Pál Várhidi

Personal information
- Full name: Pál Várhidi
- Date of birth: 6 November 1931
- Place of birth: Újpest, Hungary
- Date of death: 12 November 2015 (aged 84)
- Place of death: Budapest, Hungary
- Height: 1.79 m (5 ft 10 in)
- Position(s): Defender

Youth career
- 1942–1946: Újpesti Törekvés SE
- 1946–1949: Wolfner SE

Senior career*
- Years: Team / Apps / (Gls)
- 1949–1965: Újpesti Dózsa

International career
- 1954–1957: Hungary / 10 / (0)

Managerial career
- 1966–1967: Vác
- 1968–1969: BEAC
- 1970–1974: Újpesti Dózsa (reserve team)
- 1974–1980: Újpesti Dózsa

Medal record
Representing Hungary
FIFA World Cup
| Runner-up | 1954 Switzerland |  |
Olympic Games
| Third place | 1960 Rome |  |

= Pál Várhidi =

Hungarian football player and manager (1931–2015)

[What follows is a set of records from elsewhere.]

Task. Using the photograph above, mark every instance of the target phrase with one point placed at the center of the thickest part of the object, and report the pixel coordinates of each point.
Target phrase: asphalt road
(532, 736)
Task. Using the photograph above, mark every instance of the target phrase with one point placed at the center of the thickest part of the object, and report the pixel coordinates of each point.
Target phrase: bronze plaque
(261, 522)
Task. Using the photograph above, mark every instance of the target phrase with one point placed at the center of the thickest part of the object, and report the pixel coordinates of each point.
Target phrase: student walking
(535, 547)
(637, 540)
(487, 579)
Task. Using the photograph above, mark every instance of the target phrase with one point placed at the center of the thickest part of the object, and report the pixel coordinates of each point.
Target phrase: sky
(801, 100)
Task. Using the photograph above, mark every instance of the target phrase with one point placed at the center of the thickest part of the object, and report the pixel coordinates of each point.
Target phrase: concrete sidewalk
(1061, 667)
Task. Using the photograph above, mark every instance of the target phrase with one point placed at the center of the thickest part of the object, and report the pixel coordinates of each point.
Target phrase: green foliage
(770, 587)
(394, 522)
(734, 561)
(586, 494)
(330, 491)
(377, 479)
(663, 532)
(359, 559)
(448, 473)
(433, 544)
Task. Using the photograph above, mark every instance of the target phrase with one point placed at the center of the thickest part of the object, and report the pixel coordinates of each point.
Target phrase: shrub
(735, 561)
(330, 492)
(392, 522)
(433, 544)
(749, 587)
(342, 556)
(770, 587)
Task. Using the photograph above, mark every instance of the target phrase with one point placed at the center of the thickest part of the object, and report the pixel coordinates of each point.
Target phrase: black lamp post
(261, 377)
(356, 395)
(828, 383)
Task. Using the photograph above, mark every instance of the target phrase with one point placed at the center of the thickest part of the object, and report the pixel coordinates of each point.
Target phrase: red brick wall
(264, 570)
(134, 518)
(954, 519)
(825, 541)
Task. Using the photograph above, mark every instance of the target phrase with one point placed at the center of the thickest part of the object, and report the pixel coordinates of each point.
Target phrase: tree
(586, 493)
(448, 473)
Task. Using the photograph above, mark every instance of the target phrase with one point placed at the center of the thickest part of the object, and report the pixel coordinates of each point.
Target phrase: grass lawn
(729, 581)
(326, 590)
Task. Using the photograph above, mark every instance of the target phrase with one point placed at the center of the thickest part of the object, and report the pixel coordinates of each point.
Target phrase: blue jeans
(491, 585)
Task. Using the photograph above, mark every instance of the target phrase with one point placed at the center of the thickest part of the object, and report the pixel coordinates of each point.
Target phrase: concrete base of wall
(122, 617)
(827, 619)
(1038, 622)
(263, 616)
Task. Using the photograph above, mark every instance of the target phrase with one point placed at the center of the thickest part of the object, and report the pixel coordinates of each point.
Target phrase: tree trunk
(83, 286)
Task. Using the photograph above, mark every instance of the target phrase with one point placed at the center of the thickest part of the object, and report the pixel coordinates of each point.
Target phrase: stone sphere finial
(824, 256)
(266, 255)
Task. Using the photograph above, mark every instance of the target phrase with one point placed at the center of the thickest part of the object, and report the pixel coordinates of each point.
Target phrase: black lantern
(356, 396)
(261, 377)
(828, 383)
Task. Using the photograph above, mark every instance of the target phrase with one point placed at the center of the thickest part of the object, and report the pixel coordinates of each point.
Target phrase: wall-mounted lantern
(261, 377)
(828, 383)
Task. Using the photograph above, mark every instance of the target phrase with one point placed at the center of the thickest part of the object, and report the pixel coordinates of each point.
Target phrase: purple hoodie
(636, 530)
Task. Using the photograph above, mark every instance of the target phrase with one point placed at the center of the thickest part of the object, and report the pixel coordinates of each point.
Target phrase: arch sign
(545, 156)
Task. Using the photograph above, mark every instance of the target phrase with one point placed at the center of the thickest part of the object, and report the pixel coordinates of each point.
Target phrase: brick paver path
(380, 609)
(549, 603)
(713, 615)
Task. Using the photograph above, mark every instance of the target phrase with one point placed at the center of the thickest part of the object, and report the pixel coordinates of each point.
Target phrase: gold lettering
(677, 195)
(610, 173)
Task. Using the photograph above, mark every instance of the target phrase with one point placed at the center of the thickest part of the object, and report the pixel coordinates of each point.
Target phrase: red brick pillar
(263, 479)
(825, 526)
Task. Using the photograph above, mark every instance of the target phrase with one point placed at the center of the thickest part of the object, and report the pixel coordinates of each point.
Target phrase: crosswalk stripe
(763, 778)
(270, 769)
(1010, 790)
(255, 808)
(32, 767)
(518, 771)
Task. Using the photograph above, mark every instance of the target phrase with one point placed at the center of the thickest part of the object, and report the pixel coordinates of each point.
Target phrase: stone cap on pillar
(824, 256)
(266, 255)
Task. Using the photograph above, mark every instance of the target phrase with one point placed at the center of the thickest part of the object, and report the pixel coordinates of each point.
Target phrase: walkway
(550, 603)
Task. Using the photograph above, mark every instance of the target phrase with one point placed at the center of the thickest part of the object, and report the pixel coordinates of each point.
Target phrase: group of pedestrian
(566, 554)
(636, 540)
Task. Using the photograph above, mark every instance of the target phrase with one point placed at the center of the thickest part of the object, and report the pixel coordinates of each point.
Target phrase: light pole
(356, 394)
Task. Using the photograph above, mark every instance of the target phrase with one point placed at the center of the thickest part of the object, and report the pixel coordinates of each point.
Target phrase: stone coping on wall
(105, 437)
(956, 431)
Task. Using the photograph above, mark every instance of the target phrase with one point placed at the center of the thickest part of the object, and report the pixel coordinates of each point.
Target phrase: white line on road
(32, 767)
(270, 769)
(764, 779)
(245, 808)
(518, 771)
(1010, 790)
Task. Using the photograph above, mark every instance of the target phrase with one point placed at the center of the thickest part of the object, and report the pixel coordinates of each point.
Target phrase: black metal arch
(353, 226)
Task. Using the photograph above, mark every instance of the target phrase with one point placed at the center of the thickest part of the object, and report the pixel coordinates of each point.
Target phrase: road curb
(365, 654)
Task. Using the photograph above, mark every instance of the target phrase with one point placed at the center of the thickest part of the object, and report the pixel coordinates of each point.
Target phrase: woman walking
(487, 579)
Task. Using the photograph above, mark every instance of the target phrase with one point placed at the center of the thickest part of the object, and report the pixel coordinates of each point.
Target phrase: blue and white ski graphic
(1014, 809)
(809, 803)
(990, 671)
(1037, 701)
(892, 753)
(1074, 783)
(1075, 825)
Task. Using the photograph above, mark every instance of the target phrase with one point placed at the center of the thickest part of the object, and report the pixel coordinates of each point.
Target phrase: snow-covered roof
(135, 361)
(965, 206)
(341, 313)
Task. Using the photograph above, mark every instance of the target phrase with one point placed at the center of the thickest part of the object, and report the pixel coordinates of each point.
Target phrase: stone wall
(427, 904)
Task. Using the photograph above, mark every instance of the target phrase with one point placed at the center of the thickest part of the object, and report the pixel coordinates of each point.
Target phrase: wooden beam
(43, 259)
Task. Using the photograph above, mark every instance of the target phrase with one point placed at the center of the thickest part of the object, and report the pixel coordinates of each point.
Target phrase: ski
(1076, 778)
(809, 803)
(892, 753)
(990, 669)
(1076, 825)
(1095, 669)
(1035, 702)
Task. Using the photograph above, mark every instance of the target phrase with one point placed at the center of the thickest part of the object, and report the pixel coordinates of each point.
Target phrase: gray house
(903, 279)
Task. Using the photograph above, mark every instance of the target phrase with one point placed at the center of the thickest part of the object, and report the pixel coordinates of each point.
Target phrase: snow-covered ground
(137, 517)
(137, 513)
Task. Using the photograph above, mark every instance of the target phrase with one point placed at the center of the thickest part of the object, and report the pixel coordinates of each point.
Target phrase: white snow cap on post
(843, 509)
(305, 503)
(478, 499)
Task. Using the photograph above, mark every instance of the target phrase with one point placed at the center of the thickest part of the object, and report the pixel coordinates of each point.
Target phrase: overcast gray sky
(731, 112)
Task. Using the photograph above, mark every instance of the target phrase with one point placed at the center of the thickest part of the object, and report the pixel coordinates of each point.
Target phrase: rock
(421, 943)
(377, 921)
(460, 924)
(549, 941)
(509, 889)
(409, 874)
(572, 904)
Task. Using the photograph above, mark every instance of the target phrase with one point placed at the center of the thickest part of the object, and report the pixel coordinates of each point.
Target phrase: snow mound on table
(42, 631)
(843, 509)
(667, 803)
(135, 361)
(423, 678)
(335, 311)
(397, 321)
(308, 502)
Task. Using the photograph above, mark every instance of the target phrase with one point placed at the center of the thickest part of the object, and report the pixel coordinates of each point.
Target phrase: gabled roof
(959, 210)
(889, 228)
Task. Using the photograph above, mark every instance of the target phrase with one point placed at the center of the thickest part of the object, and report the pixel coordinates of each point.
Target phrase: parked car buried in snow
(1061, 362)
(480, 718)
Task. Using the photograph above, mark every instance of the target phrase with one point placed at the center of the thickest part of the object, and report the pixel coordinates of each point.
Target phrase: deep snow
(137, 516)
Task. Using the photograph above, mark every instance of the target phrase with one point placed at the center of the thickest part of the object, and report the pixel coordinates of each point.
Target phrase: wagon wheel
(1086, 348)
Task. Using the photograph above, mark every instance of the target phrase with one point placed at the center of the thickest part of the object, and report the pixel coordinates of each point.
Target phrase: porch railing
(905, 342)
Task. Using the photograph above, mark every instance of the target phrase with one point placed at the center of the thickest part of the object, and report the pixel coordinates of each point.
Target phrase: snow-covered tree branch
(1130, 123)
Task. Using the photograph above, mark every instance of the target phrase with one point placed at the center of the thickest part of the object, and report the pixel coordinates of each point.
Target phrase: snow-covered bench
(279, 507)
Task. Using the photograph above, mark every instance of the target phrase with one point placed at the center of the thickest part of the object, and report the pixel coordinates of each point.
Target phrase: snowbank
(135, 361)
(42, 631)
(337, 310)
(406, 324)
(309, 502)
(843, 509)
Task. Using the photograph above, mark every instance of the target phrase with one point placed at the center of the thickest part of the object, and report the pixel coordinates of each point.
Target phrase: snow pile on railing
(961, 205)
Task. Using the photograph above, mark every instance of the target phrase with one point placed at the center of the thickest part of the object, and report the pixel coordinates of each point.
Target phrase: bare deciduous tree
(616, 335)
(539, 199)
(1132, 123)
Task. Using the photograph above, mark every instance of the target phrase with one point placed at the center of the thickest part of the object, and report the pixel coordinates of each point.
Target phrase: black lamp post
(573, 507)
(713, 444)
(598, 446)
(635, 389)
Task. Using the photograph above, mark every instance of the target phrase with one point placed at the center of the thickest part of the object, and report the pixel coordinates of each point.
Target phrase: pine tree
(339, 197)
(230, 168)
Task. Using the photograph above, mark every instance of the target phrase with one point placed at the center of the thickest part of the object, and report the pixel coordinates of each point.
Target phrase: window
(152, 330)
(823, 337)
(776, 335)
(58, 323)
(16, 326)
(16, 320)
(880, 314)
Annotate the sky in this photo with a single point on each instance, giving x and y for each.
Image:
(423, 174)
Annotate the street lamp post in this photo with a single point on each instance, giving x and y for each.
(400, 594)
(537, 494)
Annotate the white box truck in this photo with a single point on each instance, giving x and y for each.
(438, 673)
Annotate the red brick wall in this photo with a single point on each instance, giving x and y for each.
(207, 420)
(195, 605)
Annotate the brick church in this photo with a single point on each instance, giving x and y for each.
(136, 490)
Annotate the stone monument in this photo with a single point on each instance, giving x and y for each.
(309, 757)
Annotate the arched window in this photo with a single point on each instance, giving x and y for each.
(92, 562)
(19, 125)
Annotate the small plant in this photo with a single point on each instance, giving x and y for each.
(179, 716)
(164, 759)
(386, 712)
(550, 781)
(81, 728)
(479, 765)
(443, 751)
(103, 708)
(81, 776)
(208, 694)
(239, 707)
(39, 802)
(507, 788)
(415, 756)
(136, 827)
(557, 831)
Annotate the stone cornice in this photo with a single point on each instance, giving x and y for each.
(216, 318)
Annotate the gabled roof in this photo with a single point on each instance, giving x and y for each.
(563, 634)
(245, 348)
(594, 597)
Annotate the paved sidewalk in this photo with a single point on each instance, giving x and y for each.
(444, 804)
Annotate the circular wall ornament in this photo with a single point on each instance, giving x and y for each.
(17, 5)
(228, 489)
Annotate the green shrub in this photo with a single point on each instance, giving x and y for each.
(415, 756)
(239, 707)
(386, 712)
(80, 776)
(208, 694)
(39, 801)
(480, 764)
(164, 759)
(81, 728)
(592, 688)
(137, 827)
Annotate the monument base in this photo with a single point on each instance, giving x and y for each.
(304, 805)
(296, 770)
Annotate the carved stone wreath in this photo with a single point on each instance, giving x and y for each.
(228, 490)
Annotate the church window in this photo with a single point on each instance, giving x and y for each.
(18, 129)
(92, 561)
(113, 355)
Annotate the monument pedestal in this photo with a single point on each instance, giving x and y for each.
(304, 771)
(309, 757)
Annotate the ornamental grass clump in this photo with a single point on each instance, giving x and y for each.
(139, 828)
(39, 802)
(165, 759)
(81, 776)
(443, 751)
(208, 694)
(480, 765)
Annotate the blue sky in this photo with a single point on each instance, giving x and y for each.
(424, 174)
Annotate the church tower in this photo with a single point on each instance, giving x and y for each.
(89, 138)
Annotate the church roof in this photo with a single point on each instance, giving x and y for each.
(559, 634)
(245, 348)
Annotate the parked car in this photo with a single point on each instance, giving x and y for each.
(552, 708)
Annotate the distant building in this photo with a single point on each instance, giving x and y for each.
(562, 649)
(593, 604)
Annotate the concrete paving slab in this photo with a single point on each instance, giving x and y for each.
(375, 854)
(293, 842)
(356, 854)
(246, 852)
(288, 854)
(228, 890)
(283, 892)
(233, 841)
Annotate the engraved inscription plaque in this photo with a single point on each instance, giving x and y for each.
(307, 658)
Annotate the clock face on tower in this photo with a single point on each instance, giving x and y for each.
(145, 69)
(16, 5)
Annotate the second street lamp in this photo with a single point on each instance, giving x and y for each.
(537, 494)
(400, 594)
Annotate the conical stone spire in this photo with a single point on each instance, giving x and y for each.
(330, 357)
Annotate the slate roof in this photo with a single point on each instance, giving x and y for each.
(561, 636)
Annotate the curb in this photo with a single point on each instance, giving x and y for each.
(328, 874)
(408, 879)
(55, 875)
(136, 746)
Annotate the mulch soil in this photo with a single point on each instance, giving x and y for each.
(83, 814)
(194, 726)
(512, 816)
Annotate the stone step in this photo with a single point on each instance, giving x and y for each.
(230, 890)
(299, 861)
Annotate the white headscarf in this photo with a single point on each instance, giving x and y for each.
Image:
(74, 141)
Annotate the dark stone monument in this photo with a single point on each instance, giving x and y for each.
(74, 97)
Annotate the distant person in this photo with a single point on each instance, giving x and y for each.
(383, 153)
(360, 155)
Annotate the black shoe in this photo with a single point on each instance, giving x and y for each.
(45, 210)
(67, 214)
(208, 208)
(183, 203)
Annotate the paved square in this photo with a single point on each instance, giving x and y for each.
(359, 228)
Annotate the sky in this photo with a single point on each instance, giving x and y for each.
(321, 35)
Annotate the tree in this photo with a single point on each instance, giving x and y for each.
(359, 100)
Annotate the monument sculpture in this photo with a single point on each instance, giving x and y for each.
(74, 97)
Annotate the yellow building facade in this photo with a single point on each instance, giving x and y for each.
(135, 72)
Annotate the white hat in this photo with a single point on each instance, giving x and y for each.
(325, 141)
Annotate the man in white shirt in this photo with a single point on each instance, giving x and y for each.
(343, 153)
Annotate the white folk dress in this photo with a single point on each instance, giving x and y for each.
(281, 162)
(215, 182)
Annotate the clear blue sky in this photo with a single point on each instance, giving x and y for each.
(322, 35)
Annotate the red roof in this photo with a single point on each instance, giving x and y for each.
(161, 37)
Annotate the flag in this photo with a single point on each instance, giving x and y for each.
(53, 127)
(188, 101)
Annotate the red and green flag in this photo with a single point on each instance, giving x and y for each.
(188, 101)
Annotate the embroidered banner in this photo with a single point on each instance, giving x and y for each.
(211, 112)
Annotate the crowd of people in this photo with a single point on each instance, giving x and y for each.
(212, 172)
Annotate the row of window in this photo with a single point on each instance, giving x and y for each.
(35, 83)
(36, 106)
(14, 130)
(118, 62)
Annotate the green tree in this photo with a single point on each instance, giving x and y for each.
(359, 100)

Pál Várhidi (born Pál Vinkovics; 6 November 1931 – 12 November 2015) was a Hungarian football player and a manager.

==Playing career==

===Club===
He played for Újpesti Dózsa as a defender and helped the club win the Hungarian League in 1959/60. He was born in Újpest.

===International===
Between 1954 and 1957 Várhidi played 10 times for Hungary and he represented his country in 1 FIFA World Cup qualification match. The fringe member of the Mighty Magyars also took part in the 1954 World Cup but didn't play any games. He is most famous for his participation in the bronze medal-winning Hungarian team on the 1960 Summer Olympic Games.

==Managerial career==
After his playing career, Várhidi became a successful coach, leading Újpest to 4 championship titles between 1974 and 1980, and the European Cup semi-final in 1974. As a professional player and first division coach he only played and worked for Újpest. He died in 2015 at the age of 84.

His son, Péter Várhidi was the coach of the Hungary national team from 2006 to 2008.